Em 1982, Brizola era governador do Rio de Janeiro. Conjuntamente com seu secretário de educação, Darcy Ribeiro, foi elaborado e implantado o projeto dos Cieps, escolas primarias e secundarias em tempo integral. A maior herança desta política foi tradição do olhar prioritário dos políticos em relação aos pobres.

Lula, em campanha para o governo de São Paulo, denuncia a má qualidade da rede pública e os baixos salários dos professores.

Sarney, com seu ministro Marco Maciel, o MEC foi alçado ao segundo maior orçamento dentre os ministérios. Escolas de todo o Brasil receberam livros didáticos e incremento de merenda.

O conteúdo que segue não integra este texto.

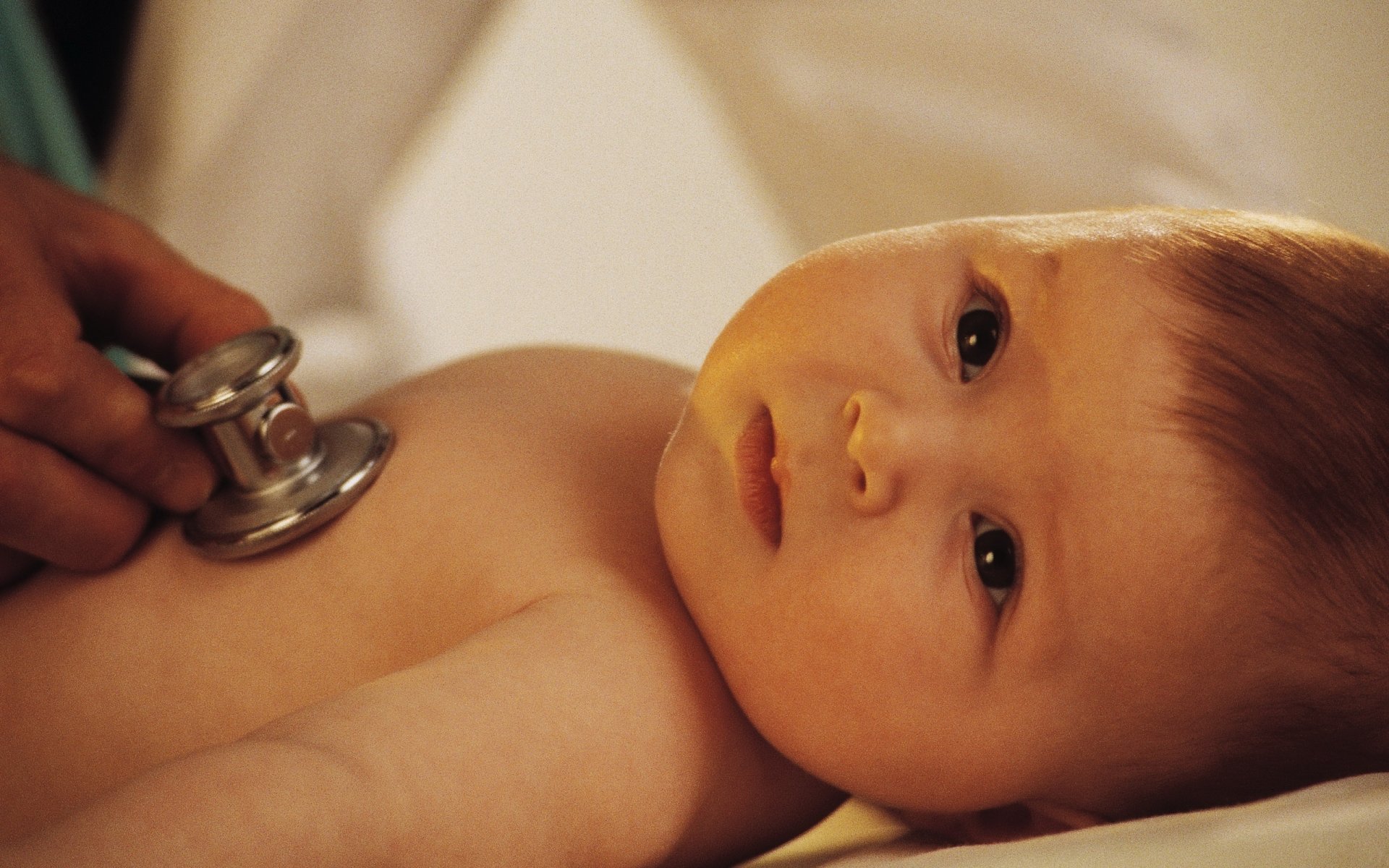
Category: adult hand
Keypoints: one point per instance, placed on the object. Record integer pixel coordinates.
(82, 460)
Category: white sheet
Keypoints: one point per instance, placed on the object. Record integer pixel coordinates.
(1342, 824)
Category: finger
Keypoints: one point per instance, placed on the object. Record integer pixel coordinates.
(57, 511)
(75, 400)
(128, 282)
(161, 306)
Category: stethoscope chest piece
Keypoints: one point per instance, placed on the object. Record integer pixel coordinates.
(285, 474)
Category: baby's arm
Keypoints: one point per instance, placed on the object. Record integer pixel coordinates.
(587, 729)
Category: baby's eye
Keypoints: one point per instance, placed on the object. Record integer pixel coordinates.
(995, 558)
(977, 338)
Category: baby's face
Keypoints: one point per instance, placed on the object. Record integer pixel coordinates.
(933, 514)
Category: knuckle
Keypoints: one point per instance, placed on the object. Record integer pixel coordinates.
(34, 375)
(127, 449)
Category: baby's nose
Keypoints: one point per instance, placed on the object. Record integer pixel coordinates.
(875, 451)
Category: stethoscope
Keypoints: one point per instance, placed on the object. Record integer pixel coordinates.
(284, 475)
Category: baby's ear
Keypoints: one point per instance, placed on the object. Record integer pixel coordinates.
(1007, 822)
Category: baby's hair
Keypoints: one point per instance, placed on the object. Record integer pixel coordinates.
(1286, 356)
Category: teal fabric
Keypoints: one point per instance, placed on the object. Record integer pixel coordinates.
(36, 122)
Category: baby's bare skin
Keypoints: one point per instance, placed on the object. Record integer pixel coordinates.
(506, 569)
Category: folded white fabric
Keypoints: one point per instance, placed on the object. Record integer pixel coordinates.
(1342, 824)
(403, 179)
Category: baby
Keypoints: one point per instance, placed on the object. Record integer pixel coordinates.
(1013, 525)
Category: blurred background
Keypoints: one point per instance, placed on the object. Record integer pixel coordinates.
(407, 182)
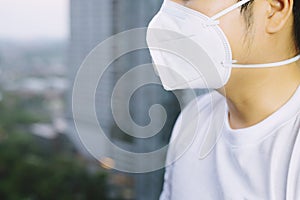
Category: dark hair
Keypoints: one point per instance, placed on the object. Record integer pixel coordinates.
(247, 11)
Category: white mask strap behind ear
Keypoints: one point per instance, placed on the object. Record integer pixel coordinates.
(227, 10)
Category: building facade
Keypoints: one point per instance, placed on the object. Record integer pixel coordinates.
(93, 21)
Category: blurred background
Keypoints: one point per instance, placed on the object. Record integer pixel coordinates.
(42, 45)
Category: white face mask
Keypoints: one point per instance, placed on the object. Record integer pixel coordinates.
(190, 50)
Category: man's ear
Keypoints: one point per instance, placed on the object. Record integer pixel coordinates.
(279, 13)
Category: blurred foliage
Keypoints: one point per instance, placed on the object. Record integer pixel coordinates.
(39, 169)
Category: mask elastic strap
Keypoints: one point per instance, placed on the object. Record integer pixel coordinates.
(227, 10)
(275, 64)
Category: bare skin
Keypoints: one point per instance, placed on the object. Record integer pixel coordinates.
(254, 94)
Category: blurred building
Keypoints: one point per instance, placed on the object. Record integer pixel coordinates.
(93, 21)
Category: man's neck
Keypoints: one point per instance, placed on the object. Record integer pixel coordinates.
(254, 94)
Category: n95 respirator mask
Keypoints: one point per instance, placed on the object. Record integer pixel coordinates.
(190, 50)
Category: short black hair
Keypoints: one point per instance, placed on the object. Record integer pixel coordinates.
(247, 11)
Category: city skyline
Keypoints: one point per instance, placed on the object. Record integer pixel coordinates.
(34, 20)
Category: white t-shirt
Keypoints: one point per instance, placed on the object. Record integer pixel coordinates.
(259, 162)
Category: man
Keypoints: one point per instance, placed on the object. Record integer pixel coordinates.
(257, 153)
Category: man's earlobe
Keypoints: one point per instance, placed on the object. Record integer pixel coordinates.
(278, 13)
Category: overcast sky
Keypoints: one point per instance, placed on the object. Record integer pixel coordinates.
(34, 19)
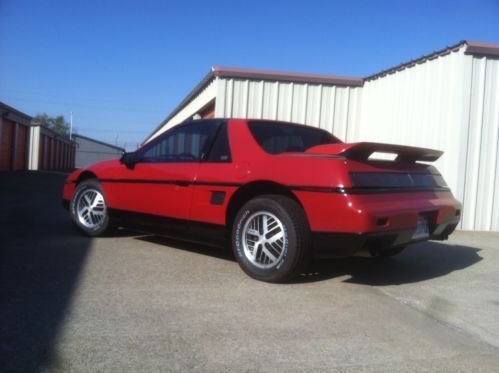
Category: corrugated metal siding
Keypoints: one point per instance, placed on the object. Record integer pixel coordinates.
(196, 105)
(6, 146)
(89, 152)
(448, 103)
(319, 105)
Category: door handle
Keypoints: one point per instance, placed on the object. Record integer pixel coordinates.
(182, 183)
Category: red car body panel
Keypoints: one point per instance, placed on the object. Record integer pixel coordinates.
(319, 179)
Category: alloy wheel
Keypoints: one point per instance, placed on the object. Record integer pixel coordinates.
(264, 239)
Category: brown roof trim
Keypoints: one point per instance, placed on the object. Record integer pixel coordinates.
(6, 108)
(482, 49)
(253, 74)
(77, 135)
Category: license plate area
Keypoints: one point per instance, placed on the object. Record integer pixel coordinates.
(422, 229)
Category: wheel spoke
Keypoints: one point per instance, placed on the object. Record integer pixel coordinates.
(269, 254)
(263, 239)
(275, 237)
(91, 208)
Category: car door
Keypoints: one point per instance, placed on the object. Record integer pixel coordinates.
(160, 182)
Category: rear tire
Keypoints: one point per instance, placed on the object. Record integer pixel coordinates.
(271, 238)
(88, 208)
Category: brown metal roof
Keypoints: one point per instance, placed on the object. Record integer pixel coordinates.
(472, 47)
(6, 109)
(483, 49)
(253, 74)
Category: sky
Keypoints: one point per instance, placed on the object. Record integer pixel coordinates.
(122, 66)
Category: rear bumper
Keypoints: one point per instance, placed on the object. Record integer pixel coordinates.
(344, 224)
(327, 244)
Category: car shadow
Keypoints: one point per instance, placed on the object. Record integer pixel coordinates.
(41, 258)
(419, 262)
(416, 263)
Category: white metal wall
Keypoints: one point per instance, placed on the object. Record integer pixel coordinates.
(449, 103)
(325, 106)
(193, 107)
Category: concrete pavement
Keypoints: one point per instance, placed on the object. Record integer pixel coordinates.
(144, 303)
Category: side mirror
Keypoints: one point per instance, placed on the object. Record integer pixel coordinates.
(129, 159)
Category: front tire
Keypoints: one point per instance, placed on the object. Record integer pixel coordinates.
(88, 208)
(271, 238)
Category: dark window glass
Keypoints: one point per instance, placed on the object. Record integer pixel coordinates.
(220, 151)
(278, 137)
(186, 143)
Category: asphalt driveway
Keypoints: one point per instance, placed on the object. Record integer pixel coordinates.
(144, 303)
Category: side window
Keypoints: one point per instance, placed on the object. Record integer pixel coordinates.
(220, 151)
(186, 143)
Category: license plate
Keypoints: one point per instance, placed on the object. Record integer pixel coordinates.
(422, 230)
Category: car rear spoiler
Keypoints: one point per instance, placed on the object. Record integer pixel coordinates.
(363, 150)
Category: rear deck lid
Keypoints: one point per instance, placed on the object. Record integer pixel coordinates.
(363, 150)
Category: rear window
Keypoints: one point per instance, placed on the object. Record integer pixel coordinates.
(278, 137)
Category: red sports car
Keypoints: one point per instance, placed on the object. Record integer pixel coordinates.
(278, 192)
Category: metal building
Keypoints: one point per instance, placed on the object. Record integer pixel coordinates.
(448, 100)
(89, 151)
(48, 150)
(14, 135)
(24, 146)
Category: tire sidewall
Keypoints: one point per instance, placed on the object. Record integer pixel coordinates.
(287, 261)
(80, 189)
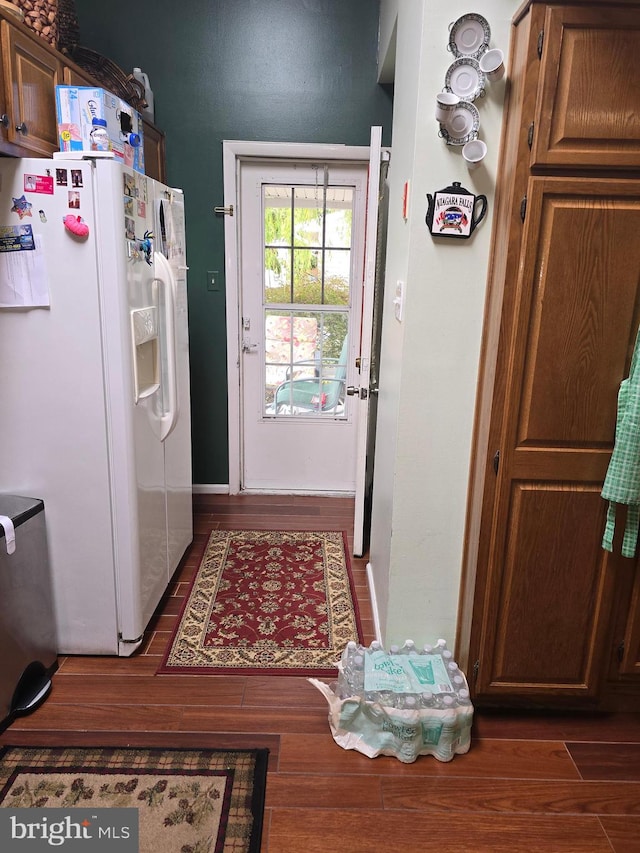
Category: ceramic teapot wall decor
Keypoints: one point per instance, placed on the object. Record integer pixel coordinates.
(455, 212)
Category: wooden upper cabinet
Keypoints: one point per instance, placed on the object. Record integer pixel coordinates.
(588, 104)
(31, 74)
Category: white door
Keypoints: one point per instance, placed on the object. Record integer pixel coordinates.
(367, 389)
(301, 273)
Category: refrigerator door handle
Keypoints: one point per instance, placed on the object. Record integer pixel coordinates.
(164, 276)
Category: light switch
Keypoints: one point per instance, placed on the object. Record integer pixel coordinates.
(398, 300)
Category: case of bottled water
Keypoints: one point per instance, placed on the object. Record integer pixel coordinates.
(405, 702)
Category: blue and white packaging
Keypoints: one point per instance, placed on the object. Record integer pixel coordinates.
(77, 106)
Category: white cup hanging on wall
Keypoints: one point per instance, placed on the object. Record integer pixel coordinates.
(492, 64)
(446, 102)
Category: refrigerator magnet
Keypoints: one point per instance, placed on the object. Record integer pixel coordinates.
(21, 206)
(76, 225)
(38, 184)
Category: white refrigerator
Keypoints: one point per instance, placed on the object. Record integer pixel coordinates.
(94, 366)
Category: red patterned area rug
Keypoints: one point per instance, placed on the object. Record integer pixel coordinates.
(190, 800)
(267, 603)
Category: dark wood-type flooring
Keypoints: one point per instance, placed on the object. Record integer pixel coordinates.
(530, 782)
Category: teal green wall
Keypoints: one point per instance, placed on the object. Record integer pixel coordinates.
(273, 70)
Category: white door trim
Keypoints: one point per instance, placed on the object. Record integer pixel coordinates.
(233, 151)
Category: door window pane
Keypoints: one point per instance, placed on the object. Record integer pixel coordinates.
(305, 363)
(307, 243)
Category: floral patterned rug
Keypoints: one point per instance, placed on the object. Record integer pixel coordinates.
(189, 800)
(266, 602)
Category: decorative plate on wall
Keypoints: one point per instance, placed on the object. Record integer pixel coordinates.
(463, 124)
(465, 79)
(470, 36)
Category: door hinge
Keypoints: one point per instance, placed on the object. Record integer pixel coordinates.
(530, 136)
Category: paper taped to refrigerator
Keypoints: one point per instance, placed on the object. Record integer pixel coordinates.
(23, 276)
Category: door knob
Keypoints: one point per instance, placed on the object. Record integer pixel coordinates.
(353, 391)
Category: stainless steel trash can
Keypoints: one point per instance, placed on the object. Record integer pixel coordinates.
(28, 646)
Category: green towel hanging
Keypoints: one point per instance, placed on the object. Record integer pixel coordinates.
(622, 483)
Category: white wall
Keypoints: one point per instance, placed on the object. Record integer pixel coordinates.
(429, 362)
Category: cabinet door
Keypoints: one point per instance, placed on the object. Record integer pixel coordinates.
(550, 586)
(588, 106)
(30, 88)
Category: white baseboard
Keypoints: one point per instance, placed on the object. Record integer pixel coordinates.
(374, 603)
(210, 488)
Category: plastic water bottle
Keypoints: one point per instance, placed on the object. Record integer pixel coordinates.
(98, 135)
(132, 139)
(406, 702)
(427, 700)
(141, 77)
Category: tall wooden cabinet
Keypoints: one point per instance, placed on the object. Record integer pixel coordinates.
(547, 617)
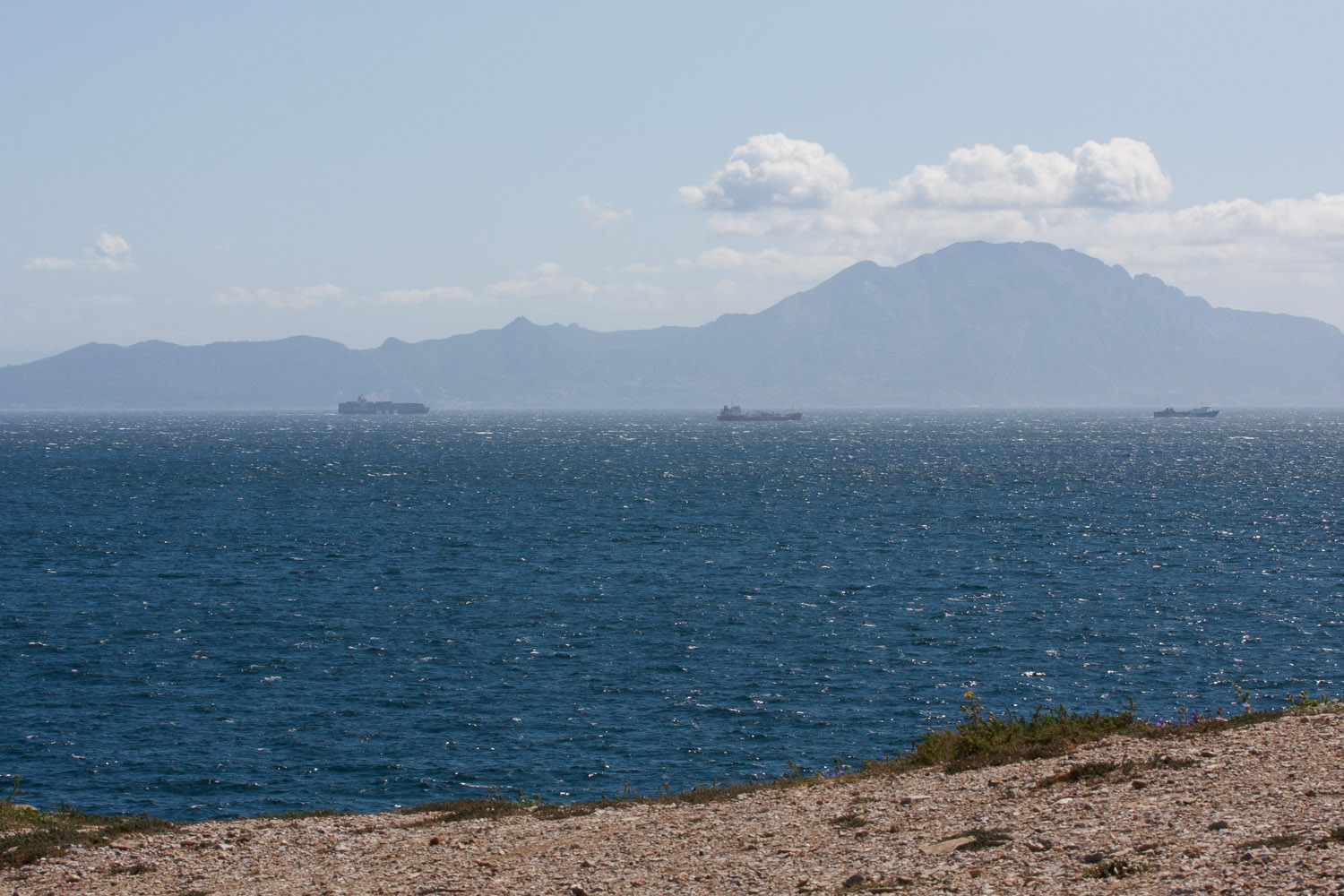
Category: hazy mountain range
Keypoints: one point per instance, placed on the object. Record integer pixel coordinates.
(975, 324)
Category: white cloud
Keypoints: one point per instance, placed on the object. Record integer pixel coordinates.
(543, 281)
(787, 209)
(109, 253)
(771, 263)
(604, 215)
(1115, 175)
(297, 298)
(1120, 174)
(773, 171)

A constituição de 88 foi considerada generosa para os direitos sociais. A educação foi entendida dentre esses direitos, como dever da família, da sociedade e também do Estado, para o pleno desenvolvimento da pessoa, do cidadão e do profissional. O texto dizia que o “acesso ao ensino obrigatório e gratuito é direito público subjetivo”. A LDB de 96 apresentou o acesso de outra forma: “acesso ao ensino fundamental é direito público subjetivo”. Isto representou uma nova redução do papel do Estado na educação. A LDB também colocou um núcleo comum de matérias para todo o Brasil, e transformou o primeiro grau em ensino básico, que engloba o infantil, o fundamental e o médio.

O governo FHC foi conhecido pelos exames que instituiu: o Enem, surgido mais como uma forma dr a escola e o aluno verem seu perfil educativo, e o Programa de Avaliação Institucional, que rankeava as instituições de ensino superior.

 

Referência bibliográfica

Paulo Ghiraldelli Jr. História da Educação Brasileira. Ed. Cortez.